The conversation at the Crewe game went something like this;
“Fancy going to Crawley? … Tuesday?”
“Maybe … you?”
“Can you get to Rugeley for three ?”
“Sorry, no chance … go without me.”
“But, if you’re working in Tamworth, we could pick you up later … on the way ?”
“I’m not working in Tamworth on Tuesday …”
Sunday with my brother spent cutting mom’s hedge. In readiness for the traditional family bonfire. Clearing the space in the garden for the pile (never built until the morning in order to prevent hedgehogs being burned because they nested in the stack).
Monday morning came around – the news that Lynda Bellingham a popular TV actor is dead. She took the brave and dignified decision to stop having chemotherapy treatment for cancer so that she could be well enough to spend a last Christmas with her family. Sadly she didn’t make it.
Monday morning came around and, suddenly, unexpectedly, I was going to be in Tamworth on Tuesday. On the ‘phone …but – quite rightly others had made the decision, following the debacle on Saturday that it was a three hundred and sixty miles too far.
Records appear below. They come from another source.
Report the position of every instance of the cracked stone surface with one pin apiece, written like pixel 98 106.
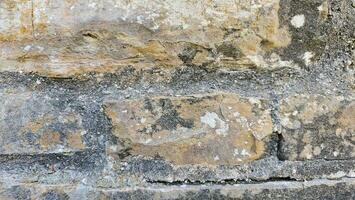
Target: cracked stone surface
pixel 218 129
pixel 189 99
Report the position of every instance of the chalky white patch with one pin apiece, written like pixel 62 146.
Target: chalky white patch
pixel 298 21
pixel 307 57
pixel 211 119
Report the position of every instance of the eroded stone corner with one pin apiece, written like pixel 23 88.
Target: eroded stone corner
pixel 318 127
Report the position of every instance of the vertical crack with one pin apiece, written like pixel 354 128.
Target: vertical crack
pixel 32 20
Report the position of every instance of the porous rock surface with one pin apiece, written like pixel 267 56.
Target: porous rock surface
pixel 165 99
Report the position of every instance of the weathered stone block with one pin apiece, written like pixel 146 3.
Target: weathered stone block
pixel 216 129
pixel 66 38
pixel 31 123
pixel 318 127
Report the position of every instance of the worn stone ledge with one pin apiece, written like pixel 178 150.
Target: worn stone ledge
pixel 261 170
pixel 71 38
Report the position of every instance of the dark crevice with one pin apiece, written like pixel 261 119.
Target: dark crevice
pixel 222 182
pixel 280 154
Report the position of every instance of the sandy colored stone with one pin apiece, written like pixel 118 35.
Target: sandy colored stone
pixel 318 126
pixel 67 38
pixel 211 129
pixel 30 124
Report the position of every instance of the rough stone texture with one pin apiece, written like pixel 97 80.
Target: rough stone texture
pixel 185 99
pixel 218 129
pixel 317 126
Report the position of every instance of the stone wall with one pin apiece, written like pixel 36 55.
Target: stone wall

And the media coverage goes on, becoming parrot-like. Quotes from Dean Smith about how well the team played (essentially correct), how hard the players work (mostly), how gutted they are not to have points at the end of the games “we should have won/should not have lost.” And the one that sticks in my throat that goes something like :
“We had all the possession, played the most attractive football, built up moves from the back to the front, controlled the mid-field … but just don’t seem to be able to put the ball in the net.”
Now I can understand the argument that this is a manager keeping faith with his team, protecting them from harsh criticism and creating a positive atmosphere in the camp. It’s the way to settle players down and the way to attract quality players to Walsall (“the gaffer’s good, he’ll look after you”). But there needs to be a limit. What? Four wins this calendar year? Got to be reaching that tolerance barrier soon. Surely?
And so we have the news this week – when we are so blatantly in need of a tried and tested goal scorer – that we have Michael Cain, a twenty year old attacking midfielder on loan from Leicester City. Sorry? A striker? A goal scorer, out and out ?
No you read it right: an attacking midfielder.
Just when you’re thinking there’s no room for another mid-fielder, that you can’t move at Bescot for midfielders – we get another one in. For a month.
Let’s see what happens – without holding our breaths please.
Meanwhile, apropos Linda Bellingham: Wilko Johnson (one time Dr Feelgood guitarist, given ten months to live, having recorded a sharp record with Roger Daltrey, and toured off the back of it has been given the all-clear … and a local teacher I was talking with said his niece has also been given the all-clear, following treatment for leukaemia at Birmingham Children’s Hospital.
Big storms in the midlands; the outer edge of Hurricane Gonzalo (wasn’t he one of the Muppets?) we are told have been circulating: a hurricane in Burton on Trent and the roof of a six garage complex blown – in one piece across the road in Merry Hill. Poor weather for the trip to Crawley.
Catching up with the scores on Radio WM while watching Dr Brain Cox’s The Human Universe. His postulation that there must be other intelligent life forms out somewhere in the universe (if not our own Milky Way) was well argued and had me thinking:
“yes and in one of them, Walsall must, by the very odds, be an extremely successful team.”
Meanwhile on this planet, the result and report were achingly familiar. Walsall played well, had umpteen chances to score, netted none of them and lost to a goal – against the run of play – two minutes from the final whistle.
So now we are firmly settled in the relegation zone, having lost valuable points and morale, against two of our fellow strugglers. This really is not what I expected and talk of the play off places being only a few games away is sounding more and more hollow by the repetition.